Lately, I think about this in terms of straightforward reading of stories as opposed to meta readings. On the one hand, you can enjoy a story and be along for the ride. Not looking into things, not analyzing the greater structure, just being entertained by the character dynamics and plots as they go along.

But, nowadays it seems like most discussion of media happens with a totally different framework. You get a lot of discussion of story structure and tropes. It’s almost like people are trying to read the omens and portents of a story and guess where it’s going, and if they can’t they call it bad writing. Stories are objects to be picked up and analyzed for objective qualities.

gam4

I kinda hate it! It really bugs me when people will not stop talking about a character having a lot of “death flags” or extrapolating some wild theories out of scattered evidence. It’s as if there really are laws for fiction that must be followed, or else a story is somehow invalid or compromised. It turns the whole business into a kind of accounting spreadsheet. Every box must be checked and every line signed or else the story isn’t good.

The thing that really makes me angry is the Hero’s Journey. A rigid formula for telling a story that many authors seem obsessed with. I must admit I haven’t read the book or really studied it, and I can only speak about how it is spoken of. I don’t want to learn more, frankly; it feels like a sort of toxic meme. Once it is drilled into you that this is the proper form for stories, then you cannot stop seeing them through this lens, and you cannot stop yourself from working within its framework exclusively.
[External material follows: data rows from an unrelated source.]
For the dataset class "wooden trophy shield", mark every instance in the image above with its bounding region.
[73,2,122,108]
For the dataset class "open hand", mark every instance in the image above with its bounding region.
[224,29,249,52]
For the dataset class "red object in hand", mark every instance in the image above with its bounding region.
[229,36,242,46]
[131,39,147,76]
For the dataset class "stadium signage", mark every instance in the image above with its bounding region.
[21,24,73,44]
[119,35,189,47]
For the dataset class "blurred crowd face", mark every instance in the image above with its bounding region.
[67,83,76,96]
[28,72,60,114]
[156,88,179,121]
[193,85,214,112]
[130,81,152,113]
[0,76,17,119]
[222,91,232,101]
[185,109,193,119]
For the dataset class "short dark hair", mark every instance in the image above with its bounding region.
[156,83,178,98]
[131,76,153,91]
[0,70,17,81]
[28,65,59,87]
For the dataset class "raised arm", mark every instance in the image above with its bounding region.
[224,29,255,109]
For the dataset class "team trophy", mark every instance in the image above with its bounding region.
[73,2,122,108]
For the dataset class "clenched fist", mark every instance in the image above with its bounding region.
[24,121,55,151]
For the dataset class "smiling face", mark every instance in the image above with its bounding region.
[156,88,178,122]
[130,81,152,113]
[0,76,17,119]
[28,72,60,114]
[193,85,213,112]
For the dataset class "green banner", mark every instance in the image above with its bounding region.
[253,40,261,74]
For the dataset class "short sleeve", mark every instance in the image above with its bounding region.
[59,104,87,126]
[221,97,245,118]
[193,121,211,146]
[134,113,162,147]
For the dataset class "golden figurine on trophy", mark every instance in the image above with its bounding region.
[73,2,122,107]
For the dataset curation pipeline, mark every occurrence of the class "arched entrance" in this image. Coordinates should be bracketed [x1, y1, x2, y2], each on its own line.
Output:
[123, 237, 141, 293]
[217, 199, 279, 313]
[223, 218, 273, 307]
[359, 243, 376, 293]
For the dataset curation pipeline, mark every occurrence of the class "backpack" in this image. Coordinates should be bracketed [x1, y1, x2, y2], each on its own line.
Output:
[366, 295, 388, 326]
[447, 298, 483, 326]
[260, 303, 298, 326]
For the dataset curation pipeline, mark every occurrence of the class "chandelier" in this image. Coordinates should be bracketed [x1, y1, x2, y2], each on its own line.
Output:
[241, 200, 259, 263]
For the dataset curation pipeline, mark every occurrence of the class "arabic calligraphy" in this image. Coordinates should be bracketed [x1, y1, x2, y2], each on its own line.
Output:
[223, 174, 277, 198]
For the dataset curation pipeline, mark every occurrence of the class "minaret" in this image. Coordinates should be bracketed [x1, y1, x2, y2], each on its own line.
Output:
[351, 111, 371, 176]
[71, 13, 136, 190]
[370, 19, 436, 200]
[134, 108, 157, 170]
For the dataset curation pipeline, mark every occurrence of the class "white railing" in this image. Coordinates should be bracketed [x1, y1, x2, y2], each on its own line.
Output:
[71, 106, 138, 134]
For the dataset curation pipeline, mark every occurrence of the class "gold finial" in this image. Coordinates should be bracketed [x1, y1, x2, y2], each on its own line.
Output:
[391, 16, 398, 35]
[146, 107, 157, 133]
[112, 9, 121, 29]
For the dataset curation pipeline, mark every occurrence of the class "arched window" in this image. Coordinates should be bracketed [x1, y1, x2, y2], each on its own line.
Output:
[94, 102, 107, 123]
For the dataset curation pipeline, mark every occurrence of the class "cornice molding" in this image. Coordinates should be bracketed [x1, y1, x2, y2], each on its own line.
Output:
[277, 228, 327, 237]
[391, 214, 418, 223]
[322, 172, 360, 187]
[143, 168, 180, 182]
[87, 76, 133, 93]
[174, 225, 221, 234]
You are either deliberately breaking it, or you are attempting to adhere to it.

This kind of analysis is tiresome to me. It is a practice of detaching yourself from your own emotional reactions in the moment, and trying to rationalize them. There is a thrill in exposing the mechanics of writing, the machinery of storytelling, figuring out how things fit together. I understand that! But it is too easy to allow that to become your only lens for viewing a story. Your only framework for interpreting it, when it is only the basic underpinnings of the whole thing.

It’s like if you went to a stage play and then only talked about the craft of the set movers and the elegance of the hidden trap doors. It’s not like it’s a wrong way of looking at it, it’s just incomplete. Every piece of art is operating on so many different levels, and constraining yourself to just one method of interpretation is limiting to your own imagination and experience.

How can you separate a piece of art from the room you viewed it in? How you slept the night before? The traffic on the day you saw it? It’s all utterly subjective, and all in flux at all times.

This is one of those times when I’m certain I’m reinventing some wheel or other. I don’t have the words to explain these ideas as clearly as I would like, and I don’t have the expertise or training to really delve into them as much as I do, either. But hey, it’s fun, and this is all for me, at the end of the day.


Ah, that was a fun one. I feel like my train of thought went a little off the rails, but whatever. That’s all part of the fun, isn’t it?

Hoo boy, next chapter is a long one. This is going to be one hell of a post, I think. This is another point where I almost put the book down my first time through, if I recall correctly.